Hubo silencio mientras el más bajo de los hermanos se ausentó. Los que permanecieron en el sofá no osaron moverse ni bajar las manos. El chaval volvió y solo traía los veinte gramos que se habían encargado por teléfono; los posó en una mesita frente al sofá.
—Pero ¿tú qué te crees, que yo soy tonto? ¿Eh, hijo de la gran puta? —explotó el comandante, a la vez que sacó la pistola, con la que le dio dos culatazos: uno en la cara y el otro en la cabeza; el chico cayó al suelo y el hombre cargó el arma—. Tú —le dijo al otro hermano—, tráelo todo…, la coca y la pasta, o le meto a este un tiro en cada rodilla… Y no es una broma, tío.
Y en menos de medio minuto, en la mesita baja frente al sofá, junto a los veinte gramos iniciales, había doscientos más, y tres millones, en billetes de mil, dos mil, cinco mil y diez mil pesetas. Y los tres tipos volvían a estar sentados con las manos sobre la cabeza.
—A ver si nos entendemos. Esto son nueve años de talego, y para el morito a lo mejor no, pero vosotros, que sería vuestra primera vez, con arrepentimiento, hipotecando el piso de vuestros padres para pagar la multa…, bien vestidos y peinados, igual sacabais una buena rebaja, pero nada menos de tres años.

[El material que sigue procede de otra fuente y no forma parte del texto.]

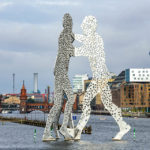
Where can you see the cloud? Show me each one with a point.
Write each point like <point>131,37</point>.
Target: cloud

Sí, seamos justos, dejémoslo en tres años; o sea que yo incauto esto —señalando la droga— y os caen tres años. Y dad gracias a esas caras de bobos que tenéis, porque podrían ser cuatro. Y la pregunta es: ¿hay alguna posibilidad de conmutar esos tres años? —Silencio—. Pues sí, la hay, y no es otra que la de que yo, a cambio, me quede con esto —señalando el dinero—, así que, señores, ese es el trato.
—¿Y entonces nosotros nos podemos quedar la coca? —se atrevió a preguntar el tipejo que iba y venía del culo del mundo.
—No, chaval. Te lo voy a explicar mejor, porque veo que eres un poco tonto. La coca ya la has perdido, y te han caído tres años por ella. Aunque a ti, con la pinta que tienes, no te caerán menos de cinco, ¿los quieres cumplir?